De plus, ce que la majorité des Tunisiens ignorent peut-être ce sont les diverses étapes par lesquelles passe l’olive avant de devenir ce précieux liquide doré d’une pureté incomparable.

Un cultivateur chevronné et passionné de la région du Sahel a bien voulu nous parler de certains des secrets bien gardés pour obtenir un produit final de haute qualité. «Le choix du timing du labour de la terre est de la plus haute importance ainsi que la nature des engrais en évitant au maximum l’option des intrants chimiques au profit de ceux naturels, dits organiques», prend-il plaisir à nous raconter.

Un procédé délicat

Ainsi, le mois de décembre (connu par l’appellation bien de chez nous Elliali el bidh, les nuits blanches) est le plus propice pour préparer la saison, lors de la période dite du «sommeil», par les variétés connu pour être les meilleures, à savoir le «chemlali», le «sahli», le «oueslati», «el guim», le «sahli gafsi», le «coronaïki» ainsi que les variétés importées d’Italie et d’Espagne». Et notre oléiculteur d’enchaîner: «On reste vigilant en assurant le traitement de la terre et de l’arbre, des mois durant, notamment contre le fléau le plus redoutable connu sous le nom d’el hamra».

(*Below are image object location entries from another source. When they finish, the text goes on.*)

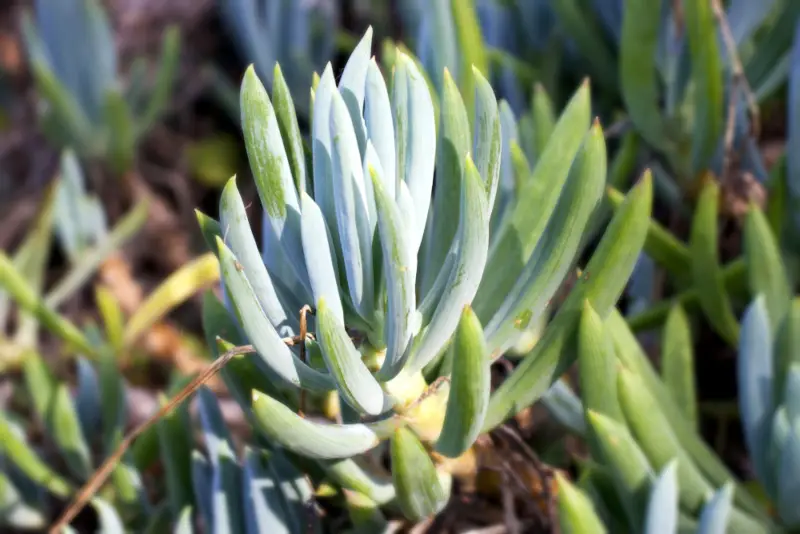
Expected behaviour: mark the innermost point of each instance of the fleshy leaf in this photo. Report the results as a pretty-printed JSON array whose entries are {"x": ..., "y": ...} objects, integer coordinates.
[
  {"x": 470, "y": 385},
  {"x": 419, "y": 492}
]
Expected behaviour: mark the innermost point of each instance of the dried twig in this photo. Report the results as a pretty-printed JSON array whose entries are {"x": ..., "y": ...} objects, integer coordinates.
[
  {"x": 303, "y": 330},
  {"x": 99, "y": 477},
  {"x": 738, "y": 82}
]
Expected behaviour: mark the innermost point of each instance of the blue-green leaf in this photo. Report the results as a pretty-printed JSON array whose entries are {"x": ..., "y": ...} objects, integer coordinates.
[
  {"x": 415, "y": 139},
  {"x": 755, "y": 375},
  {"x": 380, "y": 126},
  {"x": 353, "y": 379},
  {"x": 419, "y": 491},
  {"x": 472, "y": 240},
  {"x": 399, "y": 267},
  {"x": 662, "y": 508},
  {"x": 312, "y": 439},
  {"x": 351, "y": 208},
  {"x": 270, "y": 347},
  {"x": 238, "y": 235}
]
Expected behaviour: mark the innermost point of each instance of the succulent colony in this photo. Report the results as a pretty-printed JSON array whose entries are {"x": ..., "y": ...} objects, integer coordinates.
[{"x": 406, "y": 294}]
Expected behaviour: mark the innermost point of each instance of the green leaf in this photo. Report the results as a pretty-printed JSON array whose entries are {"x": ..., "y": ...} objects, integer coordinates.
[
  {"x": 786, "y": 350},
  {"x": 128, "y": 226},
  {"x": 471, "y": 50},
  {"x": 112, "y": 316},
  {"x": 470, "y": 386},
  {"x": 167, "y": 68},
  {"x": 706, "y": 271},
  {"x": 453, "y": 145},
  {"x": 511, "y": 250},
  {"x": 633, "y": 357},
  {"x": 598, "y": 366},
  {"x": 176, "y": 289},
  {"x": 14, "y": 448},
  {"x": 353, "y": 207},
  {"x": 707, "y": 79},
  {"x": 677, "y": 363},
  {"x": 641, "y": 27},
  {"x": 308, "y": 438},
  {"x": 27, "y": 299},
  {"x": 576, "y": 513},
  {"x": 353, "y": 379},
  {"x": 556, "y": 252},
  {"x": 271, "y": 169},
  {"x": 364, "y": 513},
  {"x": 419, "y": 491},
  {"x": 238, "y": 235},
  {"x": 119, "y": 121},
  {"x": 765, "y": 267},
  {"x": 661, "y": 245},
  {"x": 580, "y": 24},
  {"x": 632, "y": 474},
  {"x": 659, "y": 442},
  {"x": 290, "y": 129},
  {"x": 351, "y": 476},
  {"x": 53, "y": 404},
  {"x": 656, "y": 438},
  {"x": 605, "y": 277}
]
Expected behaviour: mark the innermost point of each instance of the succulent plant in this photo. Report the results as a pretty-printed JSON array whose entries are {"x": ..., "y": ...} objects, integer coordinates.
[
  {"x": 769, "y": 396},
  {"x": 661, "y": 512},
  {"x": 86, "y": 106},
  {"x": 650, "y": 471},
  {"x": 300, "y": 36},
  {"x": 409, "y": 293},
  {"x": 81, "y": 428}
]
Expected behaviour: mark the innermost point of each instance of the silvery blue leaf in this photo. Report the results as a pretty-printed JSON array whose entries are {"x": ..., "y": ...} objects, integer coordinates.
[
  {"x": 415, "y": 139},
  {"x": 662, "y": 507},
  {"x": 398, "y": 262},
  {"x": 789, "y": 478},
  {"x": 202, "y": 487},
  {"x": 755, "y": 375},
  {"x": 715, "y": 514},
  {"x": 352, "y": 86},
  {"x": 238, "y": 235},
  {"x": 473, "y": 246},
  {"x": 566, "y": 407},
  {"x": 351, "y": 208},
  {"x": 320, "y": 261},
  {"x": 380, "y": 125},
  {"x": 271, "y": 349}
]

Puis vient le temps de la cueillette des olives qu’il ne faut pas prolonger, puisqu’il faut porter les olives au pressoir, dans les 48 heures suivant leur récolte. Bien entendu, après les avoir nettoyées et lavées, on les fait passer au pressoir qui se chargera de finaliser l’étape du lavage. Mais il ne faut pas oublier de placer les olives dans des endroits à l’abri de la lumière et du soleil.

La pression terminée, l’huile d’olive est envoyée chez les conditionneurs pour la mise en bouteille avant l’exportation, alors que la partie restante est écoulée en vrac aussi bien pour la consommation locale ou pour l’exportation en vrac également. Le conditionnement sera fait à l’étranger. Et notre interlocuteur de conclure, fièrement : «Il s’agit là de ficelles et de petits secrets que peu de gens connaissent, à part ceux qui ont grandi dans le milieu et avec les oliviers».